One way to solve this is to go in with leverage and make the other person see the leverage even before you start.

Jesus said “No prophet is accepted in his hometown.” Luke 4:24

To paraphrase in business terms, no businessperson is respected among his peers.

For example, when I was in high school, we were taught both core and advanced mathematics because I was in the Science track.

The best answers in my classroom were only mildly impressive to my classmates because it was not new to them.

My friends who were in the General Arts classes were only taught core mathematics so whenever I shared stuff with them about advanced math, they were thoroughly impressed.

Coming from the Science track gave me leverage in their eyes.

I could have been the worst advanced math student in my class but among those who only got to study core math, I was accepted.

It’s the same in business.

When a lawyer speaks at legal conferences, she may get a few claps here and there but it’s nothing to write home about.

However, when the same lawyer speaks at medical conferences, the doctors and chiropractors listen attentively and shower praise on her.

It’s kind of like something I read about our legal industry.

Apparently practicing law in New York City is regarded as tough. It’s said that if you excel as a lawyer in New York, you can succeed anywhere.

I read that junior lawyers who left with New York City firms on their resumes usually got huge promotions in other states because those firms gave them leverage in other states.

This may be similar to what gave Marissa Mayer the job at Yahoo. She is known as the youngest Fortune 500 CEO and some say her credibility as a young executive at one of the most successful companies in the world(Google) made it easier.

How does this apply to you, the next time you pitch something?

It’s important to be pitch a business or individual who does not have your value and can see the difference.

In the aforementioned meeting, I had no leverage because CEO’s of energy companies do not generally consider Branding Consultants(that’s what I was at the time) as partners of high value.

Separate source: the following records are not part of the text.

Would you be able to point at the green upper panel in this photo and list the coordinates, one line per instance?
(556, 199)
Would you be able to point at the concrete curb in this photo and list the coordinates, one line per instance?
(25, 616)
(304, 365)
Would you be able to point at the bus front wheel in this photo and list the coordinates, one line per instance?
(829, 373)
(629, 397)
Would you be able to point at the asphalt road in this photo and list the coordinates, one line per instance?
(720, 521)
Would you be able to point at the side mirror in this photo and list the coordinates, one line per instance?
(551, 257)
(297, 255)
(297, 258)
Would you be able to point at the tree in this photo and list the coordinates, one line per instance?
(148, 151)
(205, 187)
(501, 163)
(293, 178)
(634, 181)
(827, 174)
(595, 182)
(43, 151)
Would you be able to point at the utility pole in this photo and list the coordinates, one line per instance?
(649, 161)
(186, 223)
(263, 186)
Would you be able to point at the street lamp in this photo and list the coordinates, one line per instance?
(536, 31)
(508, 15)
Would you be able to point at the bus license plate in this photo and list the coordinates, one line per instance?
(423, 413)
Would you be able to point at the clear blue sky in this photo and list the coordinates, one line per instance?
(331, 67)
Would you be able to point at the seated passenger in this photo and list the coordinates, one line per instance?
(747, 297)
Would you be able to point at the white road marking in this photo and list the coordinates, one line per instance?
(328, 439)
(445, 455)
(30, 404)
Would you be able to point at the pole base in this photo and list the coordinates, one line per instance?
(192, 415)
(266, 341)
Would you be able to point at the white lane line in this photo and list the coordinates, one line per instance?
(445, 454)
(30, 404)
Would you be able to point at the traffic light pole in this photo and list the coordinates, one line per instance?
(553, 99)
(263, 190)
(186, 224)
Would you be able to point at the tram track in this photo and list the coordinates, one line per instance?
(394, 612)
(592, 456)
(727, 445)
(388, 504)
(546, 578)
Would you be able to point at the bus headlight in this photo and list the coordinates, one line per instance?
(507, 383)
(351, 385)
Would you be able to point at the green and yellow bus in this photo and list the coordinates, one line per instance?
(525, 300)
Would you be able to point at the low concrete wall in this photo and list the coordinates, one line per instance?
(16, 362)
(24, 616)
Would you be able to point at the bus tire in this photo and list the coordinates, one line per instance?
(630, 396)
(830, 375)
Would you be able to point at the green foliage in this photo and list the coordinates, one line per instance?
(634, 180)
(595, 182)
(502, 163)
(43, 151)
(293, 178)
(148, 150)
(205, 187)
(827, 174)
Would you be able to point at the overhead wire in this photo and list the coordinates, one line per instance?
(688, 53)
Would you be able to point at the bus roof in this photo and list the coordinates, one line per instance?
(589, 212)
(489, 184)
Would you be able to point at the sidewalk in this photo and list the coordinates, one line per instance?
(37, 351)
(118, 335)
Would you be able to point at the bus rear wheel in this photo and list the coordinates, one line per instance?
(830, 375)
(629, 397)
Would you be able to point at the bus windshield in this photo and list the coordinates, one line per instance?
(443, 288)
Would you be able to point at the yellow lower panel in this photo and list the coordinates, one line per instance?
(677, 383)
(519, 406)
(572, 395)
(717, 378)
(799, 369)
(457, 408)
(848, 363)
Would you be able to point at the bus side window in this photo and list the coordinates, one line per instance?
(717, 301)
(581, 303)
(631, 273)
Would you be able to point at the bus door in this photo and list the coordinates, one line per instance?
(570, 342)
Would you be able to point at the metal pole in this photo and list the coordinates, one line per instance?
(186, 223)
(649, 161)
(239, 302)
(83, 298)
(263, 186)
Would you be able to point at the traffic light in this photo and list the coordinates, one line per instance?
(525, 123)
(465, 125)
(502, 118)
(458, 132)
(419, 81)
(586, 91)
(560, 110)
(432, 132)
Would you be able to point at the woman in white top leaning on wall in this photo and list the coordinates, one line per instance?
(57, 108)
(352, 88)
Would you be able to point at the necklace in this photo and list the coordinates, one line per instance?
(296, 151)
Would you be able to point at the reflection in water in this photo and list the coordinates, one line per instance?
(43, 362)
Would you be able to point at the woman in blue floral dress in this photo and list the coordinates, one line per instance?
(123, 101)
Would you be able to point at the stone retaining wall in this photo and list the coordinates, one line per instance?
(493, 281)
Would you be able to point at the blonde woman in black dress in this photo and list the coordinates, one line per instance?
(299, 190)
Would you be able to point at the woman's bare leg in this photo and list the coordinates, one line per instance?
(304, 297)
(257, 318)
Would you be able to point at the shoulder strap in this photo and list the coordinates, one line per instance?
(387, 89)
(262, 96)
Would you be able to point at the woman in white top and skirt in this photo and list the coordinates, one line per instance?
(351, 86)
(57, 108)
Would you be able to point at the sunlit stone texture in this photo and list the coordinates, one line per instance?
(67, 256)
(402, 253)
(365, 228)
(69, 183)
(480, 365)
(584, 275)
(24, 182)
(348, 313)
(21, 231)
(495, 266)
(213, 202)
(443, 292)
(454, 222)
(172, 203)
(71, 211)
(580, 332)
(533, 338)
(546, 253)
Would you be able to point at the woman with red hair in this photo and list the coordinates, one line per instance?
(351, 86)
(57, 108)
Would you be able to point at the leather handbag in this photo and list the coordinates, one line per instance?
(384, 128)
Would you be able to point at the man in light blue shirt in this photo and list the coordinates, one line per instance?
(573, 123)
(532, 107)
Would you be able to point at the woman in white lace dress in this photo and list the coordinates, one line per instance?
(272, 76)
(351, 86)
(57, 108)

What I should have done was–

1 to make them know the caliber of the person pitching them,

2 to show them examples of work we had done for even bigger clients

and

3 analytical proof that we understood their business and could help them.

Remember this and you will accelerate your success even before you start.

 2 Pitch As A Helper, Not A Beggar

marissa mayer leverage smartcuts

Look at your timeline on Instagram, Facebook or Twitter. You will notice that most of the businesses and brands are trying to get you to buy something.

It is usually just photos of what their product can do or why you should take advantage of it now or miss out on some time-bound discount.

They are like beggars holding out their signs asking for a handout.

Contrast that with a business that tells you exactly what THEY CAN DO FOR YOU and the myriad of ways YOU CAN BE HELPED if you buy their product.

It’s very difficult to say no when you know what’s in it for you.

This was another mistake I made going into that meeting.

I pitched as a vendor not a value added service.

They saw me as one of those who wanted their business not as someone who was there to help them do better. 

 

Conclusion

Remember to always go into a meeting with leverage and try to communicate it even before the pitch starts.

The best kind of leverage is the kind that the other person views as an asset and not a liability.

Secondly, ALWAYS pitch people you can truly help and let them know what’s in it for them.

P.S

You may have noticed that in each post I share how the psychological fundamentals matter in marketing and sales. I do this on purpose because strategies and tactics come and go but human behavior is very predictable.